The affected areas are parts of North western Albania with one primary hit zone being Shkodër, 120 km away from the capital Tirana – located right beneath the three hydroelectric power lakes of Fierzë, Koman and Vau i Dejës. After being forced to release water from the dikes, the water flow grew to 2,450 m3/s while the maximum capacity is only 800 m3/s.

The Albanian government declared it a "natural disaster" on 5 January 2010 when the flooding displaced thousands of people. The Shkodër District reached a critical situation as the water level on main roads entering into the region reached one meter and reached two meters inside the village of Berdices. The overflow of water alienated the city from national road access and cut communication with the town.

The Albanian government has used the army and police forces to help remove residents using boats and military vehicles. The Emergency Commission at Shkodër on 8 January 2010 reported an increase in the number of evacuations to 3,572 persons with 98% being accommodated by relatives. The government claimed that another 16,000 – 20,000 individuals need to be evacuated as more bad weather was predicted for the future.

==Aid==

As an immediate relief, the Albanian government declared a "state of civil emergency" and founded an Inter-ministerial Committee. Organizations outside of the state such as the UN Office for the Coordination of Humanitarian Affairs (OCHA), the UN Children's Fund (UNICEF) and the UN Development Program (UNDP) have supported affected families with grants for food and other basic needs.

According to The Euro-Atlantic Disaster Response Coordination Center (EADRCC), an organization that presents disaster requests and updates, Albania officially requested for assistance on 7 January 2010. The country requested for transportation boats for shallow water, transport helicopters, high capacity water pumps, mobile power generators, fuel, food, and medicine on 7 January 2010. Later reports throughout the month of January that reveal where donations have come from and the quantity of each. In efforts to control future damage, British engineers advised the Albanian Government to control its North West rivers' flow by dredging out the silt and other contaminants due to the flood.

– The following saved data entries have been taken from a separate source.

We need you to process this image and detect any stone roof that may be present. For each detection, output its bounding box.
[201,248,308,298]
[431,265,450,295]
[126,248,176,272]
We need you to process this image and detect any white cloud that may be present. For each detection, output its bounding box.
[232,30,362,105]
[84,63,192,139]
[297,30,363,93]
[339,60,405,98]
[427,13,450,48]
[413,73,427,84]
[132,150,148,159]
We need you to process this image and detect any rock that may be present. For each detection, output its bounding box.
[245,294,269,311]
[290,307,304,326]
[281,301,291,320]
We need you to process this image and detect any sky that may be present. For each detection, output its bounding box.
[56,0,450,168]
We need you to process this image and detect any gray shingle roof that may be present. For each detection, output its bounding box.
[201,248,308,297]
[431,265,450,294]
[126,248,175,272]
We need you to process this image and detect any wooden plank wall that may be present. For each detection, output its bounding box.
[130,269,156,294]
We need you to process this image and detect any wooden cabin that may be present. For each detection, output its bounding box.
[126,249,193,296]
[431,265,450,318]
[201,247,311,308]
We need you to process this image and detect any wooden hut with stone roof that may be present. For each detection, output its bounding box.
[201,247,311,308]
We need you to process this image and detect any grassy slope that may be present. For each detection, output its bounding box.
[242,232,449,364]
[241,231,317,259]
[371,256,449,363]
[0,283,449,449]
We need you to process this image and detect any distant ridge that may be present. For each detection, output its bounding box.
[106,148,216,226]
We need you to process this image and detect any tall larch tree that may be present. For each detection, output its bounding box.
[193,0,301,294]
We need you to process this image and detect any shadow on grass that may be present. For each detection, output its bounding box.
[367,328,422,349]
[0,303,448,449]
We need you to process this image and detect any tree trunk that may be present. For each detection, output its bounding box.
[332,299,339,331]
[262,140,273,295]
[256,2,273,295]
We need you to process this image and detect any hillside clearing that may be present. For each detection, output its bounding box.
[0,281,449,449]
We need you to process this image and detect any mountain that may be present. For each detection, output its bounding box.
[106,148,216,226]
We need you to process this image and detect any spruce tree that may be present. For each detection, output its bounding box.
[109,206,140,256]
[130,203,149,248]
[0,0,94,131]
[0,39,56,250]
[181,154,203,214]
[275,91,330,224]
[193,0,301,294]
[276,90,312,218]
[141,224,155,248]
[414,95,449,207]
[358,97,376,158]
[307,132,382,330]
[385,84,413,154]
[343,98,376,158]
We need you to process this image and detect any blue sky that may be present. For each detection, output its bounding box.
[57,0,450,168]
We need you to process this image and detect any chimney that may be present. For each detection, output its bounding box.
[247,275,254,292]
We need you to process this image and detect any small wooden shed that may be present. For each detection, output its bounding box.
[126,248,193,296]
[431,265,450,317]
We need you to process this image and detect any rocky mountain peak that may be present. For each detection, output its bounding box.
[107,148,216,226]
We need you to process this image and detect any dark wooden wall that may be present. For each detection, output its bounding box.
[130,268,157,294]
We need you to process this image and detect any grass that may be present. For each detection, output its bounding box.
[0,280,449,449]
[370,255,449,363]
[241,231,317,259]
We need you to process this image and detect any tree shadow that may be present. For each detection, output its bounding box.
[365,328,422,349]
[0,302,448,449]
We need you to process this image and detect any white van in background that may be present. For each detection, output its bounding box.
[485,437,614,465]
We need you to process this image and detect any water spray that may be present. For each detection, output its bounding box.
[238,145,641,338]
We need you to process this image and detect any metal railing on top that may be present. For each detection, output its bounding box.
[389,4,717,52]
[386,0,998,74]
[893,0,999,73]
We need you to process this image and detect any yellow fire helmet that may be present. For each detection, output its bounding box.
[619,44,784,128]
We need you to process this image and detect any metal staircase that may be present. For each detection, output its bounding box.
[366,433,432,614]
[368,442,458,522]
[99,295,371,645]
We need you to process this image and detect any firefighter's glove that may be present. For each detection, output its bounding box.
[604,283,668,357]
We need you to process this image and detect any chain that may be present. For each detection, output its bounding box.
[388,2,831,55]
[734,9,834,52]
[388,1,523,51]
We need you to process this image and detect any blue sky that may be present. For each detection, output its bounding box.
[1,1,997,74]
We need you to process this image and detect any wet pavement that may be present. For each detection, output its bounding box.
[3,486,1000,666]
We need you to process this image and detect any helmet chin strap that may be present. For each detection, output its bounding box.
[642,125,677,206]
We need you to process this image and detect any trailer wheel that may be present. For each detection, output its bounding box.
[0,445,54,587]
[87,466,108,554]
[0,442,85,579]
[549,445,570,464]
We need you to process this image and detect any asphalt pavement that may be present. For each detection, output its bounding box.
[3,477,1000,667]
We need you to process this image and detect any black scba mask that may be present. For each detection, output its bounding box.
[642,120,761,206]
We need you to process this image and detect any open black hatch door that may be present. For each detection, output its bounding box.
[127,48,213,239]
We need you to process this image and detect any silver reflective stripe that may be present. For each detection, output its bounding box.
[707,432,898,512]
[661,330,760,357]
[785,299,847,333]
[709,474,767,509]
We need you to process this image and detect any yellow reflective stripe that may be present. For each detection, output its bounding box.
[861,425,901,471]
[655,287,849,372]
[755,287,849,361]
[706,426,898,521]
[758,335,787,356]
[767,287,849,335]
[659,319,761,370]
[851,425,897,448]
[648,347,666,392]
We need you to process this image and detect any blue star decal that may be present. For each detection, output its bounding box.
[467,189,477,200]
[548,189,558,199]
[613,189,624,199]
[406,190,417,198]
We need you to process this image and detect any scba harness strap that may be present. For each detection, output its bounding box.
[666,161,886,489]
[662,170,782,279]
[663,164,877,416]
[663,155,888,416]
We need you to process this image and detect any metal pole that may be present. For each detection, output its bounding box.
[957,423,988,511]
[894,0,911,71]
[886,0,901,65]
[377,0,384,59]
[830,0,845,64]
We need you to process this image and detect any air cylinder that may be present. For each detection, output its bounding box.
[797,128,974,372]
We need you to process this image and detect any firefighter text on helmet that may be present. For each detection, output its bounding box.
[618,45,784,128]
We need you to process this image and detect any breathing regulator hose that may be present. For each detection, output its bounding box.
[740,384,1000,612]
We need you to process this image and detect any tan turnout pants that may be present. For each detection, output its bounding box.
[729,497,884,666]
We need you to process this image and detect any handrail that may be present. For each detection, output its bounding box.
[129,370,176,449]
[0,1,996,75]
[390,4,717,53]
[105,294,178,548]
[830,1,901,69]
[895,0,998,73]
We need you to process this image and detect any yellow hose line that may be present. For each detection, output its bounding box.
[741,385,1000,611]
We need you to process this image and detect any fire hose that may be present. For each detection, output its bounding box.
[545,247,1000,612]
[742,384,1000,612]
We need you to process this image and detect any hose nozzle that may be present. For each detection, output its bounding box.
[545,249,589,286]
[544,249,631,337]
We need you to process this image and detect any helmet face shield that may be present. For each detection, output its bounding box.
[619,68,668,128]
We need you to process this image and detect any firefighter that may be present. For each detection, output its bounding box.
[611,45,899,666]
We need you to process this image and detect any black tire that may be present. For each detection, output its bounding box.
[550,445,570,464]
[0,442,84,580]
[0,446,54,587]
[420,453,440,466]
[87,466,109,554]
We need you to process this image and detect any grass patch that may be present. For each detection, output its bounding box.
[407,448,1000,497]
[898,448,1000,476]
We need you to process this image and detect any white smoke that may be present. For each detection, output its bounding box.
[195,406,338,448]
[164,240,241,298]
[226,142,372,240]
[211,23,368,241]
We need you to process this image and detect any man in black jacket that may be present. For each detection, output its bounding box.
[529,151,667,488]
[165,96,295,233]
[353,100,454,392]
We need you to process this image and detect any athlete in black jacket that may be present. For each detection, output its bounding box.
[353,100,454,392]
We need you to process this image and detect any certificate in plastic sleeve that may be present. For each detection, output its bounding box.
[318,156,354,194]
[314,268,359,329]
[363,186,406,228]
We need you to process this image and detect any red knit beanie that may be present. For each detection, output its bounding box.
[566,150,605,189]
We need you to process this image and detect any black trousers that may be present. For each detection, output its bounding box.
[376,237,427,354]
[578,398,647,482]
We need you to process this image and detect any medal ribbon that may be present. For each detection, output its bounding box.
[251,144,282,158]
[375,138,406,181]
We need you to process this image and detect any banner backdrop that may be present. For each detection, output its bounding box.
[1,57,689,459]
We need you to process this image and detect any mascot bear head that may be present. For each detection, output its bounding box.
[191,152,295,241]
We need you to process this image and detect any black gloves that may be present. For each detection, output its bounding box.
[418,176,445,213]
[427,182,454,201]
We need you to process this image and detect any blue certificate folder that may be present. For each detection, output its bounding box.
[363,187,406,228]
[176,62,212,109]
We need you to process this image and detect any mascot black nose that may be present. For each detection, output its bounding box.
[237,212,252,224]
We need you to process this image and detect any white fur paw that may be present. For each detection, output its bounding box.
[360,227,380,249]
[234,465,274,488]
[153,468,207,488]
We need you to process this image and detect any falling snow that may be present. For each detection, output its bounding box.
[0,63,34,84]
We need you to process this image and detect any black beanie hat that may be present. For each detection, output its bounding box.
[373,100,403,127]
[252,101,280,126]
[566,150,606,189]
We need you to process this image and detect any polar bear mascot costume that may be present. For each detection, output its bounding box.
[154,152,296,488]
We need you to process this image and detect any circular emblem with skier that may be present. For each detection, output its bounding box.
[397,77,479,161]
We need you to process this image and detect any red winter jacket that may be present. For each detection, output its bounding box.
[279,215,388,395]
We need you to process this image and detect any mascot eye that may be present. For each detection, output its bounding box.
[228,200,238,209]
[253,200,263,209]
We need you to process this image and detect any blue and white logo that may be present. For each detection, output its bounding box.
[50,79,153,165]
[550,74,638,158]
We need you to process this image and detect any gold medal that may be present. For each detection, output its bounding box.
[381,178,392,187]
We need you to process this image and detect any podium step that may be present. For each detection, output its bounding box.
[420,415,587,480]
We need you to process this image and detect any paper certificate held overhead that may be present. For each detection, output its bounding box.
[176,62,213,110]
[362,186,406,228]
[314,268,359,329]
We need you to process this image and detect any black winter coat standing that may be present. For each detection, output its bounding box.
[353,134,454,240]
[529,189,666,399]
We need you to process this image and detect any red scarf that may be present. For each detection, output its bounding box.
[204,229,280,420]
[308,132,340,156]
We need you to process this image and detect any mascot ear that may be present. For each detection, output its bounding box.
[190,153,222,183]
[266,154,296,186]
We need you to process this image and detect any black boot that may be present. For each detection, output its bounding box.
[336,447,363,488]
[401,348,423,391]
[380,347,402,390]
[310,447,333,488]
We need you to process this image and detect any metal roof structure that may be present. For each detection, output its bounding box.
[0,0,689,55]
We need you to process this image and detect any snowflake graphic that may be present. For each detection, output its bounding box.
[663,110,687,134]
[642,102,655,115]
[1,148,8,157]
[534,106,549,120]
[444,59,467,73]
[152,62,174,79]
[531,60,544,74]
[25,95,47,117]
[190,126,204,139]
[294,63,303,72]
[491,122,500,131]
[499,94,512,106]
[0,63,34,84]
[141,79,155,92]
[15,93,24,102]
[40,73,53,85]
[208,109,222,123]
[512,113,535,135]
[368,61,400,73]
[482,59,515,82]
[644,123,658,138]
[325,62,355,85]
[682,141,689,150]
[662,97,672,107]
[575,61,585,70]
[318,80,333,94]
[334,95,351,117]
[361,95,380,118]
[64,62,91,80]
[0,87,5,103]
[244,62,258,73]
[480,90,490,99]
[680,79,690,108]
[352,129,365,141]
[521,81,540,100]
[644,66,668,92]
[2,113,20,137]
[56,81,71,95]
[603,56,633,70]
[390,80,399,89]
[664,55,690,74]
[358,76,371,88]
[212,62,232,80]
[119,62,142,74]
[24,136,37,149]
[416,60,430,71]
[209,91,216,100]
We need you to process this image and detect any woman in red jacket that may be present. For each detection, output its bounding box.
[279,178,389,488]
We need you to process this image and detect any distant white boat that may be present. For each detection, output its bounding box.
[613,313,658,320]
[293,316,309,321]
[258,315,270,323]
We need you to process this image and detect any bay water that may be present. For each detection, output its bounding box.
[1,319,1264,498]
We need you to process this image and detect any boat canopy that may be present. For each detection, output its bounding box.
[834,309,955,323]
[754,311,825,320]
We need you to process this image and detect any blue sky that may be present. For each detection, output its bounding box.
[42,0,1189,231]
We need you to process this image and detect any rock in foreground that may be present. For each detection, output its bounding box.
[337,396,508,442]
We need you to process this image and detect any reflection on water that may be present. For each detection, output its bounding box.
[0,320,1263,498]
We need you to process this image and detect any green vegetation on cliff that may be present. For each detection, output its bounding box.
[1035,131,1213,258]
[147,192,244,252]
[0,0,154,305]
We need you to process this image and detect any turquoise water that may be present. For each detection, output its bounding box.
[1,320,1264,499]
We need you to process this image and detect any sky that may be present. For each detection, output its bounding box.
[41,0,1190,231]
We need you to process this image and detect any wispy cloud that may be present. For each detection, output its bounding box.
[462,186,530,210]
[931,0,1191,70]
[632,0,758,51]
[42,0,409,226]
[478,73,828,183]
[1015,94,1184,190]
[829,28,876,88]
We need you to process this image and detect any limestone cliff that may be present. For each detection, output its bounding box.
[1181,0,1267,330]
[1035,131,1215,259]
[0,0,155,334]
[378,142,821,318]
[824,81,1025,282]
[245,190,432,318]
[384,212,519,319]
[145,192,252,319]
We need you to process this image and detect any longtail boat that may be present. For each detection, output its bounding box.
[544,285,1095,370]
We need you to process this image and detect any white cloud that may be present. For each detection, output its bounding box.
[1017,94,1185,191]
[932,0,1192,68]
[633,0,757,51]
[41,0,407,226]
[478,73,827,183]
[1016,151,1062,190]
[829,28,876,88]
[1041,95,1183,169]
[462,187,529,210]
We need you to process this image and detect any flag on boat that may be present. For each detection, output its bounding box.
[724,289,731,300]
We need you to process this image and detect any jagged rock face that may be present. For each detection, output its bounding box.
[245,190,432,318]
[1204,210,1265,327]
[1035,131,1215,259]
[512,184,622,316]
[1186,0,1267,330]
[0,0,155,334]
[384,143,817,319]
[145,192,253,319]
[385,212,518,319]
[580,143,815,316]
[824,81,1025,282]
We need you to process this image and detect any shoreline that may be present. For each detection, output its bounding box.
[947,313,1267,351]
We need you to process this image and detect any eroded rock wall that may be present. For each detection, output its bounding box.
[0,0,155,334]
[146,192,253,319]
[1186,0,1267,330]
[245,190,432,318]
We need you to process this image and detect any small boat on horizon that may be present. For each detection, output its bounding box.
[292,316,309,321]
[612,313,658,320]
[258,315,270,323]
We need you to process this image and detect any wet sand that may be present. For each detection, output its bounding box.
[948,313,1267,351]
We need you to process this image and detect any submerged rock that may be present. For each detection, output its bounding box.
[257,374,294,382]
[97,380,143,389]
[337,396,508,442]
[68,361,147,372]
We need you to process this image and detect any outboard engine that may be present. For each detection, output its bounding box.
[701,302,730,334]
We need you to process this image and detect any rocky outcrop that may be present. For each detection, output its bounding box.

In addition to major organizational relief, around 1,200 individuals from the army, police, fire fighters and other state departments were deployed to assist the evacuation of people and their animals and provide health support, land protection, and to protect dams to reduce further flooding.

==Casualties==

According to the International Federation of Red Cross and Red Crescent Studies, there were eight main regions that were affected including the Shkodër municipality, Dajç, Ana Malit, Bërdicë, Gur i Zi, Bushat, Velipojë, and Qendër. The preliminary casualties in these regions reflect 9,150 ha of land flooded, 3,572 people evacuated from their homes, and 2,200 houses damaged by flooding. The Albanian government originally reported on 7 January that in the upcoming days, 3,000–3,500 additional families will have to be evacuated. The majority of displaced families were sheltered in student dormitories provided by the government. The other families, however, were sheltered by relatives and friends.

Preliminary assessments of damage conducted by the Albania Red Cross (Kryqi i Kuq Shqiptar) revealed multiple damages to households and farmland including houses, home equipment and furniture, winter reserves of corn and vegetables, livestock and livestock food, and corn plants.